Frederick and Falcons in Faenza
John Gould, Falco Islandus, J. F. Gmel., Iceland Falcon, Adult, c. 1832
From History Today:
In the winter of 1240 the Holy Roman Emperor Frederick II (1194-1250) was encamped in the snowy fields around Faenza. After crossing the Alps to put down a rebellion of Italian city-states three years earlier, he had found himself drawn into a protracted conflict with Pope Gregory IX. It had not been an easy struggle. He had been excommunicated, deprived of the imperial throne and repeatedly frustrated by a lack of men and money. A few months previously, however, he had launched a new campaign, which he hoped would change the course of the war. Ravenna, his first target, had fallen quickly. But Faenza was a different matter. Ringed by formidable walls, it was defended by a strong garrison and could count on regular supplies from its allies. To make matters worse, the weather was atrocious. By the time the first frosts set in, Frederick’s army was already running short of food and he was so hard up that he had to pay his troops with leather coins. The outlook was bleak. If Frederick failed here, his whole campaign risked collapsing – and, if it did, the pope would be quick to take advantage.
Yet, as the fate of his empire hung in the balance, the emperor’s thoughts were far away. Night after night, he would shut himself in his tent with a translation of Moamyn’s famous treatise on falconry and let his mind soar across the seas to the skies above Sicily.

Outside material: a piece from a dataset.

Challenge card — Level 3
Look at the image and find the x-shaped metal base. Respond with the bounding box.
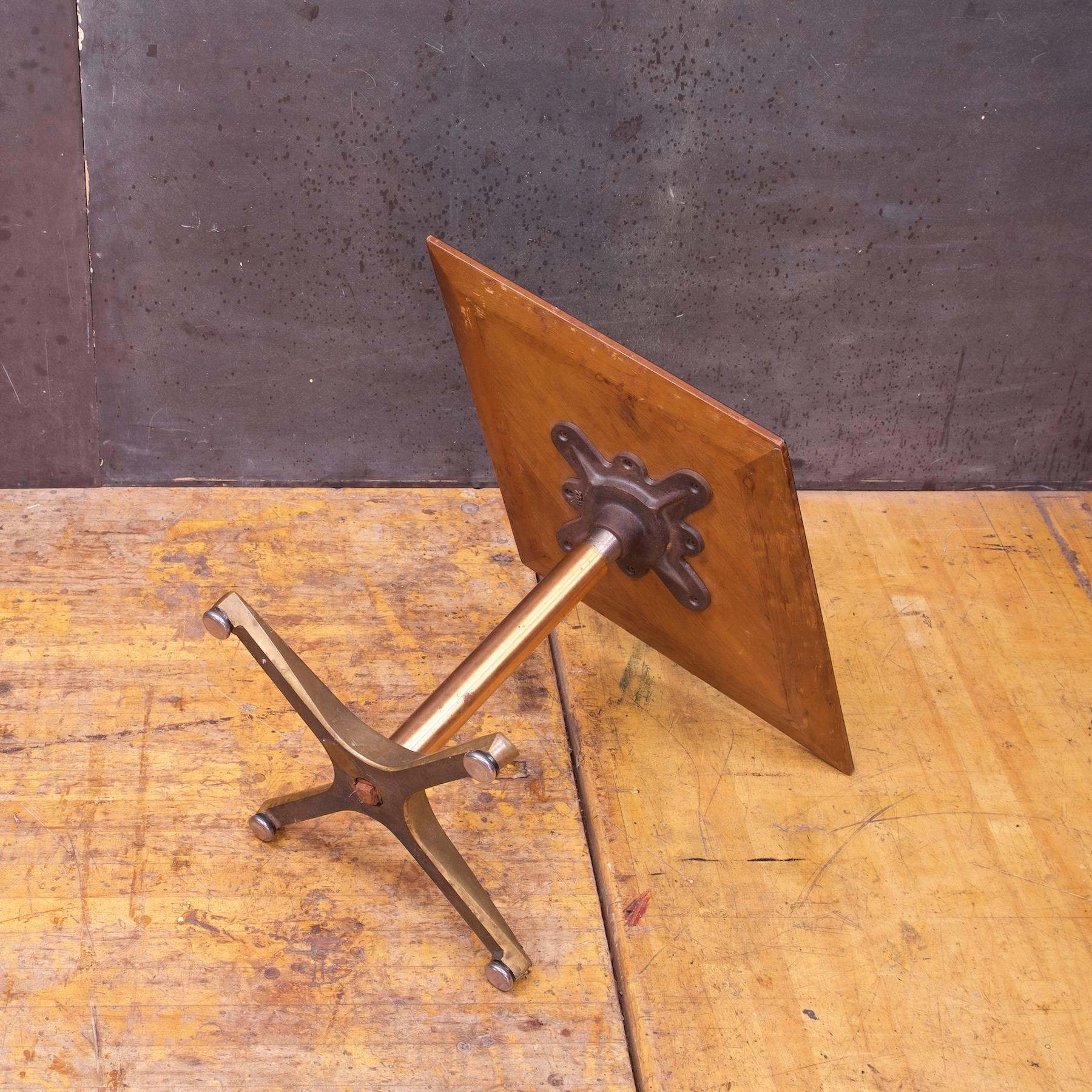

Falconry was, by then, a common pursuit. Having been introduced to Europe from Central Asia or the Near East, it had been practised at least since the ninth century and, though found at most levels of society, had become a favourite pastime of those who aspired to noble rank. Knights were expected to learn how to hunt with falcons and hawks as readily as with horses and hounds; and even prelates are known to have carried them as a mark of status. Many books had already been written on the subject. Some of the most authoritative – like Moamyn’s Kitāb al-mutawakkilī – were in Arabic or Persian. But a growing number were being produced in Latin or romance vernaculars.